Early in the 12th century the Franks assumed control of the site and it was part of the newly formed Crusader state of the Principality of Antioch. The Crusaders undertook an extensive building programme, giving the castle much of its current appearance. In 1188 it fell to the forces of Saladin after a three-day siege.
The castle was again besieged in 1287, this time both defender and belligerent were Mamluks. In 2006, the castles of Qal'at Salah El-Din and Krak des Chevaliers was recognised as a World Heritage Site by UNESCO. The site is owned by the Syrian government.
The traditional name of the site is Sahyun, the Arabic equivalent of Zion. This, according to historian Hugh N. Kennedy, is why it has now been given the more politically correct title of Qal'at Salah al-Din, meaning Saladin's Castle. The site has been fortified since at least the mid-10th century. Byzantine Emperor John I Tzimiskes captured it in 975 from the Aleppan Hamdanid dynasty.
It remained under Byzantine control until around 1108 when the Franks took control of Latakia, at which point it is likely they also took possession of Saône. It was part of the Principality of Antioch, one of the four states founded by the Crusaders after the First Crusade captured Jerusalem in 1099.

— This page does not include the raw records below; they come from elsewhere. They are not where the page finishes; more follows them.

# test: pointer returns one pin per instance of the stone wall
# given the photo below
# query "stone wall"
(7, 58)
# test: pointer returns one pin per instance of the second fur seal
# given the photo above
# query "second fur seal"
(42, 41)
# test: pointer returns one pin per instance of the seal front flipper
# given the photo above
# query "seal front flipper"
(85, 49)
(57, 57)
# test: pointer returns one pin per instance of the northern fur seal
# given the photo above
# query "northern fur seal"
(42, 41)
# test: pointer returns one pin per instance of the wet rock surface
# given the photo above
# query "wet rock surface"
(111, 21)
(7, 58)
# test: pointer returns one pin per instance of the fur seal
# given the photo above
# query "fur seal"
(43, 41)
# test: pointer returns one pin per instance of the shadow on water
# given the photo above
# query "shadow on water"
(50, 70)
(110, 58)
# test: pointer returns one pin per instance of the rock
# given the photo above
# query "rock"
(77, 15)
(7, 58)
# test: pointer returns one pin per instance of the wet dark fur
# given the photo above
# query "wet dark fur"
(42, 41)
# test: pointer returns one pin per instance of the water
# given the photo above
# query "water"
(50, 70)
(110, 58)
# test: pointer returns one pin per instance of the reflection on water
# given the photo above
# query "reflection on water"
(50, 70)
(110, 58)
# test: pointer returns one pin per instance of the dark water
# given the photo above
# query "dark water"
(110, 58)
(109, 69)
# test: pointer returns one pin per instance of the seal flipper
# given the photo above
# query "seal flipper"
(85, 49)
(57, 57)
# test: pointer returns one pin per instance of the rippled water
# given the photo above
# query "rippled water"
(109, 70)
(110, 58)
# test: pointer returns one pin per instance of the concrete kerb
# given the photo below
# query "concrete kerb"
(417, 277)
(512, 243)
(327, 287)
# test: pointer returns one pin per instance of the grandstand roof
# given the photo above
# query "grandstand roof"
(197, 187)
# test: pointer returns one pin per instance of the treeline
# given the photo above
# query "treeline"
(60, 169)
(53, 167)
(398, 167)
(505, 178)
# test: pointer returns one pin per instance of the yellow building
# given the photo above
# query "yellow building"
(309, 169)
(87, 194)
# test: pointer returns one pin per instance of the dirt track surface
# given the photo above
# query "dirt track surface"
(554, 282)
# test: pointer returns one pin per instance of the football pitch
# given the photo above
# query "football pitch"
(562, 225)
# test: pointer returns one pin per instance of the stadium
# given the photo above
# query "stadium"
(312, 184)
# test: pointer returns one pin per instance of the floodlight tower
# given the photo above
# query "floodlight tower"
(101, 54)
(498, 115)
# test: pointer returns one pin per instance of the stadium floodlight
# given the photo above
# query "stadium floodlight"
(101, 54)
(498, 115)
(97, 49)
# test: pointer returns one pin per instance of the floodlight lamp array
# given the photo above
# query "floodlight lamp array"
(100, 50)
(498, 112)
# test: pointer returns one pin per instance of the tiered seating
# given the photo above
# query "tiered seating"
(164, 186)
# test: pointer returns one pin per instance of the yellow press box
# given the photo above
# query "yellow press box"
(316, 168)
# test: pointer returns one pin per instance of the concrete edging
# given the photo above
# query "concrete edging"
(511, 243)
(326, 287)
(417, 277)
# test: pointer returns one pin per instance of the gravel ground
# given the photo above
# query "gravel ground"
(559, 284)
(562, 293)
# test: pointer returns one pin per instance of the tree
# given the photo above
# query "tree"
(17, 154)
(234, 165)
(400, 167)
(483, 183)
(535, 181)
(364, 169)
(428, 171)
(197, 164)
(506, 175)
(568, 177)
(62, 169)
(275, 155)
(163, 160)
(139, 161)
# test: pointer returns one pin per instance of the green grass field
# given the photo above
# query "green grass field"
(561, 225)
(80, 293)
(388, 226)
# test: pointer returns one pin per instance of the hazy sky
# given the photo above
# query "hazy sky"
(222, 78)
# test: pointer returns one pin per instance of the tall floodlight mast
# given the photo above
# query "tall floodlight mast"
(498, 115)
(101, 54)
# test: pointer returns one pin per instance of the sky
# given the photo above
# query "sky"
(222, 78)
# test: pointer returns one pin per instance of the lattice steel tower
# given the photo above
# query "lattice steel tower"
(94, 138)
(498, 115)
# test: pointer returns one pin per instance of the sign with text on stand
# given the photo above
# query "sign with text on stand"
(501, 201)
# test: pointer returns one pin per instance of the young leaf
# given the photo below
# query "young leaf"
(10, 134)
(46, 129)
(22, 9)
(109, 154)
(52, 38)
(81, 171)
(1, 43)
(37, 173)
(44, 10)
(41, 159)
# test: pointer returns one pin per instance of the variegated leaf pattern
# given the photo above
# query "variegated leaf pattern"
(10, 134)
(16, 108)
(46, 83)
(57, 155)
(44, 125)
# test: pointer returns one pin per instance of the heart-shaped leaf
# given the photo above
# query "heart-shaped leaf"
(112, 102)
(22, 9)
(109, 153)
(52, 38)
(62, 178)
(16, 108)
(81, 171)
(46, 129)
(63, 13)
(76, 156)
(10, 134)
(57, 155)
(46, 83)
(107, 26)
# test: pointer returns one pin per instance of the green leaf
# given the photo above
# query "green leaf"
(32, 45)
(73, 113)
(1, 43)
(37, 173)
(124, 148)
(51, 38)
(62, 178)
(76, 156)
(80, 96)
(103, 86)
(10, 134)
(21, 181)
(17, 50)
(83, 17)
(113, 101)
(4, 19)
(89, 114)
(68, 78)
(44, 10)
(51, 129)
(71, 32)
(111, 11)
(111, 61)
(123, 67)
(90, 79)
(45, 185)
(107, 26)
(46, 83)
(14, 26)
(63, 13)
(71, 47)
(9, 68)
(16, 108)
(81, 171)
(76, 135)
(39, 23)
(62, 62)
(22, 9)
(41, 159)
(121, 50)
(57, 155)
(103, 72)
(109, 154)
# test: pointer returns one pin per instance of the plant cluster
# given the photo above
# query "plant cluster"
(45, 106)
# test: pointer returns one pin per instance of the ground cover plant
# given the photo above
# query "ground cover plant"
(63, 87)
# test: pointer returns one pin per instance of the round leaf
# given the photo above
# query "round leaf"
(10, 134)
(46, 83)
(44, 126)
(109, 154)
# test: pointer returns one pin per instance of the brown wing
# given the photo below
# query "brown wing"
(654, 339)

Saladin granted Saône and Bourzey Castle to one of his amirs, Mankawar. The pair descended through his heirs until 1272 when Saône was given to the Mamluk Sultan Baibars. Some time in the 1280s a new amir, Sunqur al-Ashqur, was in control and under him the castle became the administrative centre of a "small semi-independent emirate".

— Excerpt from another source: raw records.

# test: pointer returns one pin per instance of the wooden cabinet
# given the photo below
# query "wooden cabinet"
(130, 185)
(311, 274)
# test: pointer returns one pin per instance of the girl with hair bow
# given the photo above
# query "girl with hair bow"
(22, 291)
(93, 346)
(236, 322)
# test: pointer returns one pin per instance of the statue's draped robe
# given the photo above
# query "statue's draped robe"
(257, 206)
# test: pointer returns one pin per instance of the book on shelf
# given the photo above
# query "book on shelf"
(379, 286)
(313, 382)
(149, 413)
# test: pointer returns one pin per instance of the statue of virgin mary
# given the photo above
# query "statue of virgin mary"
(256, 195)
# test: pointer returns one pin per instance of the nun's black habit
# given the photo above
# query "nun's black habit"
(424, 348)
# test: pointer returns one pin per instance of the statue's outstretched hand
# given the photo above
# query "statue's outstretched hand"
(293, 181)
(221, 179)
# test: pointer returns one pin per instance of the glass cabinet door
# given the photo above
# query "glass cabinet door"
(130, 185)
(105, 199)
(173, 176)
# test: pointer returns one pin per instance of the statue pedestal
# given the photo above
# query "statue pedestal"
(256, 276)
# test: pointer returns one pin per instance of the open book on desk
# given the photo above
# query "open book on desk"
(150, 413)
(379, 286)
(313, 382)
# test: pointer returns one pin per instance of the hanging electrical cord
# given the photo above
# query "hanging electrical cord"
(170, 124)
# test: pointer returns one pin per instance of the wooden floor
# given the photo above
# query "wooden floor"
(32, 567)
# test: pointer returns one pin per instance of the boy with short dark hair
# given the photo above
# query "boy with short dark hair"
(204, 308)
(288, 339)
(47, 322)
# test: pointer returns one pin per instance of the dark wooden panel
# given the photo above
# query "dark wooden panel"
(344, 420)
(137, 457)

In 1287 it was captured by the forces of Sultan Qala'un and made a part of the province of Tripoli. In late 1286 and early 1287, Sultan Kalavun set out to repress his rivals which including curtailing Sunqur's independence. The citadel was made a World Heritage Site by UNESCO, along with Krak des Chevaliers, in 2006. During the Syrian uprising which began in 2011 UNESCO voiced concerns that the conflict might lead to the damage of important cultural sites such as Citadel of Salah Ed-Din.